SCOPE & ADVANCE

リチウム電池の安全性〜日経サイエンス2010年10月号より

電気自動車向け電池の試験が進んでいる


 近く発売される日産自動車の「リーフ」やゼネラル・モーターズの「シボレー・ボルト」など,電気自動車はリチウムイオン電池を使う。だが,ノートパソコンに内蔵された初期のリチウムイオン電池が発火した事故を覚えている人も多いだろう。電気自動車向けのリチウム電池は大丈夫だろうか。衝突しても発火しないだろうか?
 米国立サンディア研究所の電池誤用試験研究室は米国における事実上の自動車用電池試験場になっている。電池に熱を加える,衝撃を与える,穴を開ける,押しつぶすといった損傷を与え,衝突時や極端な動作状態での安全性を検証している。
 リチウムイオン電池が初めてノートパソコン向けに登場したときは「活物質のエネルギーが非常に高く,かなりのトラブルを生じる例があった」というのは,電池誤用試験研究室のチームリーダーであるオレンドルフ(Chris Orendorff)だ。主な原因は「熱暴走」だった。過熱によって化学反応が起こり,電池の発火や爆発につながる恐れがある。
 自動車を極端な運転状態にしてもそうした問題が生じるとは考えにくいが,衝突が原因で熱暴走が起こる可能性はある。また,急激な過充電,例えば充電中に雷が充電端子に落ちた場合にも,熱暴走が生じる恐れがある。

 

電極材料などの工夫も

 ちょっとした化学的な工夫によって,過熱や爆発を起こしにくい電池にすることが可能だ。性能と安全性の点で「いくつかの異なる化学的組み合わせがなおも検討されている」とオレンドルフはいう。
 例えばサンディア研究所は正極にリン酸鉄リチウムを用いる設計の検討を続けている。この材料は温度上昇がなく,使用中にほとんど劣化しないからだ。また,チタン酸リチウムを負極とする電池は高温下で運転しても過熱しにくいと考えられている。最高の安定性を目指して,別のリチウム塩を含む電解質の試験も続いている。
 メーカーはさまざまな機械的安全構造も試している。ノートパソコン用リチウム電池の熱暴走を防ぐために開発された対策に似たもので,不適切な反応に伴って蓄積したガスを排出する通気孔や,活性化しすぎた電池を切り離すブレーカーのような電流遮断器などがある。
 電気自動車向け高性能電池は長年にわたって実験が重ねられ,ここへきて製造・試験が加速してきた。

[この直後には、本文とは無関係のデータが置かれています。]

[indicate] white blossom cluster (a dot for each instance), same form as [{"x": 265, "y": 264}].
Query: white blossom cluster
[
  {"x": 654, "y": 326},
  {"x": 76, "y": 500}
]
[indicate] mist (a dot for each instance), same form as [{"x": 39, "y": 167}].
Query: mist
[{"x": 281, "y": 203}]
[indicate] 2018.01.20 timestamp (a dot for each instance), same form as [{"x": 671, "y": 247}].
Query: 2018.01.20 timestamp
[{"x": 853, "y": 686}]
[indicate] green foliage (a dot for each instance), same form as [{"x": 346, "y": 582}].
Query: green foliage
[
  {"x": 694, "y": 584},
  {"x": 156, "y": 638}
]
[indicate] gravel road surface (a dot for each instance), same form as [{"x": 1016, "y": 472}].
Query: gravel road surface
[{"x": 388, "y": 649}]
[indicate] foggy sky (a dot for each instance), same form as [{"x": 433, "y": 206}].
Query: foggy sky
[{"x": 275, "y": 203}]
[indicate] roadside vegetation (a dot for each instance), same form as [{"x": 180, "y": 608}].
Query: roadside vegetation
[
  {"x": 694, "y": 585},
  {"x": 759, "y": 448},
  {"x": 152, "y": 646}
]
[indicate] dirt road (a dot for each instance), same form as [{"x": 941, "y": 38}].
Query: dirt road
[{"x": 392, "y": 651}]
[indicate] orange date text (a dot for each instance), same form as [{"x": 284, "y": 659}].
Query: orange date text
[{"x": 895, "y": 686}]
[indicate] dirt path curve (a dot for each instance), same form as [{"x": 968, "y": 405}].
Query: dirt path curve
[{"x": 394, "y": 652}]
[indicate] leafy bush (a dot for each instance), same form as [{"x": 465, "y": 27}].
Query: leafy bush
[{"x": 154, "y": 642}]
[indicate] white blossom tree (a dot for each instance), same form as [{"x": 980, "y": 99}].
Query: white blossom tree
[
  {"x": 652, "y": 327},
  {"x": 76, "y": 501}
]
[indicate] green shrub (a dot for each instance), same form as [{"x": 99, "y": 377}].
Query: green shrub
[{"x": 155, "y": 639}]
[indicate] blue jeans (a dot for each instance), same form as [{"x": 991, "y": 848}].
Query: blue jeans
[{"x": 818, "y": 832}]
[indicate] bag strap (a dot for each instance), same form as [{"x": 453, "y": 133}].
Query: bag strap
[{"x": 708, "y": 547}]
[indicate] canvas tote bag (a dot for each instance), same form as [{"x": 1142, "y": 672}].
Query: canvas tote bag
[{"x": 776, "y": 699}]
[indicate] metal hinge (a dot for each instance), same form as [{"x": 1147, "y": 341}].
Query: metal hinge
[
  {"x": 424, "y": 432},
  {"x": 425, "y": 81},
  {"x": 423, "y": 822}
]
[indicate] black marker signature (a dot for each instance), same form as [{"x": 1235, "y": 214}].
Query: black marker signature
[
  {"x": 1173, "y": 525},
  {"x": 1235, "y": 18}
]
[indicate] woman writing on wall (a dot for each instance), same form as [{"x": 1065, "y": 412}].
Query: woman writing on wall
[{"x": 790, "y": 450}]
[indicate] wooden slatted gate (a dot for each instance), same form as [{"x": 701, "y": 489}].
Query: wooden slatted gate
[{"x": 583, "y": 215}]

「2009年アメリカ復興・再投資法」の下で多額の研究費が充当されたこともある。サンディア研究所には最近,より多くの電池を短期間に試験できるよう,設備改修費として420万ドルがついた。
 もちろん,サンディア研究所もメーカーも,考えうる危険をすべて回避したいと考えているが,まったく危険のない自動車はないということを消費者は忘れているとオレンドルフは指摘する。リチウムイオン電池は標準的な鉛蓄電池よりも発火する確率が高いかもしれないが,「その可能性は60リットルのガソリンをのせて走る通常の自動車と比べればはるかに小さい」。